China’s CIC leadership is a political hot potato
By Paul Mackintosh - 08/07/13
The appointment of Ding Xuedong, former PRC vice finance minister and vice secretary general of China’s State Council, as chairman of the China Investment Corporation (CIC) brings to a close months of rumoured jockeying around the leadership of the US$500 billion (approximately) sovereign wealth fund (SWF). As of early July, however, the CIC had still not confirmed the appointment with an official press release on its website, with its latest release (dated June 27) referring simply to the withdrawal of Wang Jianxi as executive vice president.
The reported jockeying was not so much to take the CIC top seat for some, but to stay away from it. Though not exactly a poisoned chalice, leadership of the CIC does carry with it the risk of being in the firing line for another explosion of public ire such as the one that followed its $3 billion loss-making investment in private equity major Blackstone Group at the time of the latter's IPO in 2007, under former head Lou Jiwei, now China's new finance minister. According to the South China Morning Post, Mr. Ding received the assignment because of solid political ties and experience in (mostly agricultural) finance, although the same report cited concerns over his investment experience in the broader international sphere.

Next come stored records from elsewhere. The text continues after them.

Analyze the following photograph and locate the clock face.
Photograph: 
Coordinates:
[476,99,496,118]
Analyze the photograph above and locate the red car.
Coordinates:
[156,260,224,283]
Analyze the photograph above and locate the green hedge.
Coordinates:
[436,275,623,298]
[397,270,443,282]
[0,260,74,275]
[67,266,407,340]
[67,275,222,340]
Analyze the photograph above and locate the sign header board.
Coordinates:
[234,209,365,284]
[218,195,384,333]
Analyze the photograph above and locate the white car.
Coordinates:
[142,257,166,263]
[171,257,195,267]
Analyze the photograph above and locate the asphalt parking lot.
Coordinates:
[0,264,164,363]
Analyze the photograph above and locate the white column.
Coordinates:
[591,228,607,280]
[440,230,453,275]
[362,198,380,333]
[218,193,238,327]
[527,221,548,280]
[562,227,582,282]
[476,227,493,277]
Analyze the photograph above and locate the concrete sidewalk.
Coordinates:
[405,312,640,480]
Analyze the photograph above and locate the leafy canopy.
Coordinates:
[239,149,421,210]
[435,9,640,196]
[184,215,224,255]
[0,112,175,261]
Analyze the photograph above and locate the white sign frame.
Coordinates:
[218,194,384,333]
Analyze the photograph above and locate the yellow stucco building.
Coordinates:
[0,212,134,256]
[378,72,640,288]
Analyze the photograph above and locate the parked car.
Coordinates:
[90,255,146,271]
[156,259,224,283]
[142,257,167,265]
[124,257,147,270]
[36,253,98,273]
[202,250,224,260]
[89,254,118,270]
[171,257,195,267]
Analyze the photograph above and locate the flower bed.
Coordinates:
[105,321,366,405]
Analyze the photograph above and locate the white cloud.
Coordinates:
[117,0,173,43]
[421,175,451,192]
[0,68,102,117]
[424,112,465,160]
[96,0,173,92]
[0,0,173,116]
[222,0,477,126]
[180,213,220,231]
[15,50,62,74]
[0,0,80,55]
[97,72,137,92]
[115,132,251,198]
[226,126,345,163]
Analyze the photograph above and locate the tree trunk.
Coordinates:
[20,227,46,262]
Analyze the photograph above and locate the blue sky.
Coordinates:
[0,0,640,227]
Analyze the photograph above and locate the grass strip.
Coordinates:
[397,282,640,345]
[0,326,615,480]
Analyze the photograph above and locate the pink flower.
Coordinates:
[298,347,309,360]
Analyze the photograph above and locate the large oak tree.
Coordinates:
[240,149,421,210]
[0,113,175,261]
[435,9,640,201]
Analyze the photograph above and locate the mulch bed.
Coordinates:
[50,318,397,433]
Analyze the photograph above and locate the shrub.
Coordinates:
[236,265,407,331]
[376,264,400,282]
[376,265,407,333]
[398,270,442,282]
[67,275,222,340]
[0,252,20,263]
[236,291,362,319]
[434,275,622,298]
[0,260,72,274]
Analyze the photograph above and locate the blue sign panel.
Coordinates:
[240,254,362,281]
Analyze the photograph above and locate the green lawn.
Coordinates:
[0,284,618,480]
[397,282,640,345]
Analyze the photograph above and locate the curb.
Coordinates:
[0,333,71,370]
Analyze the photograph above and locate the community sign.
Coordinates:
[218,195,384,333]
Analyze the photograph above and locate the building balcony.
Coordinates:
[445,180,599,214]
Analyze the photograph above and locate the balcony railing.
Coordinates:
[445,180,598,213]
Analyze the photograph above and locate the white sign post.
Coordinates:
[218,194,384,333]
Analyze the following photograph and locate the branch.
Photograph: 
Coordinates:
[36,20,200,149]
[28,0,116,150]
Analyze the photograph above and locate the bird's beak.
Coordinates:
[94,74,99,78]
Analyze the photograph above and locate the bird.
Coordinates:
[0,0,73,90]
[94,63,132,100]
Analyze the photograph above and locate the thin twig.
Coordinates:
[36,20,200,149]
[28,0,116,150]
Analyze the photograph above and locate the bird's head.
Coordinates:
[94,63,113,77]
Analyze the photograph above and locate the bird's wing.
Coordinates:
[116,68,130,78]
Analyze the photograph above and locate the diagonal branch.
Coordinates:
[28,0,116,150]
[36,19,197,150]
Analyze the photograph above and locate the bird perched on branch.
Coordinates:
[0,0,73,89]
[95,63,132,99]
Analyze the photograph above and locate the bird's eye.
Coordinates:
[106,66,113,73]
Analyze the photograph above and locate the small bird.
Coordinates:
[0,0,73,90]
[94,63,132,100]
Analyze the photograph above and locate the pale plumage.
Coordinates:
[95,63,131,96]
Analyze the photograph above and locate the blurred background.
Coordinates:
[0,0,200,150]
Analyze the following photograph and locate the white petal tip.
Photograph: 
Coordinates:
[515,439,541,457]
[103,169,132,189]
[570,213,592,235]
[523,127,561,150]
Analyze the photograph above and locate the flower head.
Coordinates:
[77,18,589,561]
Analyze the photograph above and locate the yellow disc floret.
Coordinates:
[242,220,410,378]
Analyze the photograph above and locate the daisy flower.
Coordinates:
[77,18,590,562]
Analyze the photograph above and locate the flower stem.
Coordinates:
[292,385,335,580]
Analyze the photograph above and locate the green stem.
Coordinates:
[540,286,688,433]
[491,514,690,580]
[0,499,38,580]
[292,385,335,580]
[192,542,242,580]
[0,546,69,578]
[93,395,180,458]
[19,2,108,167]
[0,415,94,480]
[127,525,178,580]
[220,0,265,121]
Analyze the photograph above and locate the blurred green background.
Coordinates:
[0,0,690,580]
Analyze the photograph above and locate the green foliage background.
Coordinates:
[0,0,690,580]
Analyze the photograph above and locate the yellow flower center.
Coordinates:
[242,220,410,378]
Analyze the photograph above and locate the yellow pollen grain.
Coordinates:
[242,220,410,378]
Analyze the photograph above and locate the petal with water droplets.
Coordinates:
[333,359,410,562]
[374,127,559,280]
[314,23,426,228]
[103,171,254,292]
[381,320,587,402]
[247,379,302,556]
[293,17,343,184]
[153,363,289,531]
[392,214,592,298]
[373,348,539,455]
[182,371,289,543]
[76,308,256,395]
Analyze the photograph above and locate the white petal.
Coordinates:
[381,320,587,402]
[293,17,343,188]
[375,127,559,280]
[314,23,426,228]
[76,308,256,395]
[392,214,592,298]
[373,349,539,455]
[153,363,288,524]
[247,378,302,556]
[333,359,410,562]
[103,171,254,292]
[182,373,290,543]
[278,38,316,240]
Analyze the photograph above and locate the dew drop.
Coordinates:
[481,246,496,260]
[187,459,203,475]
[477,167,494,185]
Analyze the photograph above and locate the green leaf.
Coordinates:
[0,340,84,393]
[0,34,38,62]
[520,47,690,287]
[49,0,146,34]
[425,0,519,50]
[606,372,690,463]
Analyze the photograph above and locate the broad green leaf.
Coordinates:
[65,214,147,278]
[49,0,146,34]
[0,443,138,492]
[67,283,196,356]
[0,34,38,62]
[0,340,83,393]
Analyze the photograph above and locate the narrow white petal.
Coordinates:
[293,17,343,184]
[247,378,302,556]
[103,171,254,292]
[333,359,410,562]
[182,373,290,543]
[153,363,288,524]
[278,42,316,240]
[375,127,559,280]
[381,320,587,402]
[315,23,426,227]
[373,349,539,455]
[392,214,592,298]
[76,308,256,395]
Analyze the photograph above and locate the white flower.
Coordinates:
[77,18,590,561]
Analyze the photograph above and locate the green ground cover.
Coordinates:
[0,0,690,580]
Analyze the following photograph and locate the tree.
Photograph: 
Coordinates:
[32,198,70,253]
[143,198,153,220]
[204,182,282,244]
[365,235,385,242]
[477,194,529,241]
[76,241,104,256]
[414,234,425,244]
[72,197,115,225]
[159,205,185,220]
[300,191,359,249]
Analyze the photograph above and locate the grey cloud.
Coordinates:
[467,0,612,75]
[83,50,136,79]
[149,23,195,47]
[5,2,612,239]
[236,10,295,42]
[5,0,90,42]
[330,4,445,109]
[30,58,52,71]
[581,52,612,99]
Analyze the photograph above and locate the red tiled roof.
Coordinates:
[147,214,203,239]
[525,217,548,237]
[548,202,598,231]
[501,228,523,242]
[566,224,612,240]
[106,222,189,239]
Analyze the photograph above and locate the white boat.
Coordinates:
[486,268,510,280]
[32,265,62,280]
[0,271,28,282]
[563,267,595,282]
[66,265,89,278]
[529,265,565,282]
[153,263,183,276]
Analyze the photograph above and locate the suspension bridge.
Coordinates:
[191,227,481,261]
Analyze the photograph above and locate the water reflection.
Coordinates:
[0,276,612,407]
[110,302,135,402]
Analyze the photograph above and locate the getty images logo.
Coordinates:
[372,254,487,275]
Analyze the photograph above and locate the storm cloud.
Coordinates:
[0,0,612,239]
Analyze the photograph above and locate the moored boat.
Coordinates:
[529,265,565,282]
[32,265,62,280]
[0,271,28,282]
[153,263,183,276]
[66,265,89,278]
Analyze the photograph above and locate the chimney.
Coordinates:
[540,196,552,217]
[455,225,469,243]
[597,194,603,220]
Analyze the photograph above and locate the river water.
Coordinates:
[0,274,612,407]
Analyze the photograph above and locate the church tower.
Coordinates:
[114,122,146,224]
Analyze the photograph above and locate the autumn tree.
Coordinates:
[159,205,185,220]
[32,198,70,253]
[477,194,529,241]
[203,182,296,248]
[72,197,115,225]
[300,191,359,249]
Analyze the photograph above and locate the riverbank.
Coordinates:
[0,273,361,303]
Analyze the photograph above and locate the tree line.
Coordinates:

Exactly what this portends for the CIC remains to be seen, but the recent visit of the organisation's caretaker President Gao Xiqing to Pakistan to meet with Prime Minister Nawaz Sharif over the possibility of billions of dollars of investment into the still-struggling subcontinental nation smacks of politically-motivated commitments rather than value-oriented investing. Recall that CIC, as well as a leading limited partner (LP), is a major direct investor, which showcased in its latest (2011) direct report its own investments from Canada to Vietnam that put it in the same market with many other general partners (GPs), SWFs and pension funds. Its long-term investments, including private equity, constitute 11% of its total portfolio, but its direct investments have far greater mindshare in official and public opinion worldwide.
Mr. Ding may be a safe pair of hands in Chinese political circles, but whether that safety translates into prudent and effective management of the CIC's vast pool of assets remains to be seen. He is at least young, at 53 the youngest ever occupant of his current State Council post, which might hopefully give him the flexibility to adapt to his new post and learn new ways. But there are still lingering and fairly justified concerns that his appointment betrays the same kind of sub-optimal preferences on political grounds that other commentators are wary of in the funds’ investments. The whole process also conspicuously lacked transparency, despite the CIC's efforts to buttress its international image as a global standards-compliant institution. And Mr. Ding certainly has ground to make up: the CIC's 2011 annual report revealed a 4.3% loss in its international investments.